A mystery player causing a stir in the world of the complex strategy game Go has been revealed as an updated version of AlphaGo, the artificial-intelligence (AI) program created by Google's London-based AI firm, DeepMind.
Known only by the name ‘Master(P)’, since late December the anonymous player has beaten the world’s best at Go in a string of online games, including defeating current world number one, 19-year-old Ke Jie.
Go is regarded as the most complex board game ever invented, and is famously difficult for computers to crack. But last year, AlphaGo showcased the strength of AI software when it stunned the Go world, first by defeating a professional human player, Fan Hui, and then going on to beat one of the Go world's top players, Lee Sedol.
Fellow players had a hunch that Master(P) was probably also an AI program. It came out of nowhere to win dozens of consecutive quick-fire games across two separate online platforms. And on 4 January, Google DeepMind chief executive Demis Hassabis revealed on Twitter that Master(P) is a new prototype version of AlphaGo.

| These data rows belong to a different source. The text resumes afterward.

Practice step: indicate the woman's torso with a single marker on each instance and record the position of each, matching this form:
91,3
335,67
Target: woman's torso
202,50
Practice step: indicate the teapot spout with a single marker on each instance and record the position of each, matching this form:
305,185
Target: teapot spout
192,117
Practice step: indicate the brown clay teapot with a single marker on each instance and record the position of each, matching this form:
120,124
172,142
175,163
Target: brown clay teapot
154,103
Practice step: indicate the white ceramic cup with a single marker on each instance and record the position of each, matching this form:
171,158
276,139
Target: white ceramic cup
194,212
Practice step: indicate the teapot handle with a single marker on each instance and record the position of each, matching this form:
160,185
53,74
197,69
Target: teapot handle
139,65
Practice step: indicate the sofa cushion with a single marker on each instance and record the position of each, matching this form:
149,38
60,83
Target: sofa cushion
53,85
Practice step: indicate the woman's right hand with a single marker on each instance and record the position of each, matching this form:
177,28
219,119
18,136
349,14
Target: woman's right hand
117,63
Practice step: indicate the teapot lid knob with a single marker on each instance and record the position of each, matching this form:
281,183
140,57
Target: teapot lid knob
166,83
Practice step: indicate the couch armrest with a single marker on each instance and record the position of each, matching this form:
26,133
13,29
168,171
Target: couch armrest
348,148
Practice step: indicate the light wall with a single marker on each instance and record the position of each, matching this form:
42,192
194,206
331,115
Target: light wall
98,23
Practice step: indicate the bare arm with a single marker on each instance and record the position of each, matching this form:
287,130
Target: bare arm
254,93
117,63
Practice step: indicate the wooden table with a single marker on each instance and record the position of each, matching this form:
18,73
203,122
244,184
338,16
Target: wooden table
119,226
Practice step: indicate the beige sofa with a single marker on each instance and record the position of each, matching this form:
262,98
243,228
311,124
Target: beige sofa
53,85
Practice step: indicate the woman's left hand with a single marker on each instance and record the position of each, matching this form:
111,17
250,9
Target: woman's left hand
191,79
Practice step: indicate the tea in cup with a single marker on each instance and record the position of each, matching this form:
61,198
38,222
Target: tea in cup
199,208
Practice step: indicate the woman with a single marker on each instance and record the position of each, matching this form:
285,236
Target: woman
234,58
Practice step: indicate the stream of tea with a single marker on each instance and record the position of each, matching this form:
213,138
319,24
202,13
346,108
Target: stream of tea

The "unofficial" games were designed to test the prototype, he said: "We're excited by the results and also by what we and the Go community can learn from some of the innovative and successful moves played by the new version of AlphaGo."
Playing on the online servers Tygem and FoxGo, Master(P) played more than 50 games, winning in all — except perhaps for one game, which, according to some reports, was deemed a tie only because the network connection of the opponent, the Go professional Chen Yaoye, timed out. “It’s extremely impressive whoever/whatever it is,” said British Go player Jon Diamond ahead of the announcement. After losing to Master(P), Chinese professional Gu Li offered a reward of 100,000 yuan (US$14,400) to any human who could beat the mysterious player.
Although AlphaGo was rumoured to be behind the bot, many observers also suspected that another team had created an AI that could master the game, something both Chinese and South Korean scientists have said they are attempting to do.
Hassabis said that the new version of AlphaGo would play official, full-length games later this year. How strong it will be in more high-profile tournaments remains unclear, because the rules of such matches differ from those played in online forums.
Online games are usually played at a faster pace, which favours the computer over humans, says Rémi Coulom, a freelance developer of Go programs based in Lille, France. "But still, I expect a strong correlation with performance in serious slow tournament games,” he adds.
AlphaGo has only played around a dozen public games, so Google DeepMind's decision to trial its latest version in the open will allow Go players to study more of its moves.
“I personally think it's fantastic that there are all these games for people to look at and study. There are lots of moves that are really new and surprising,” says Niall Cardin, a UK-based Go player.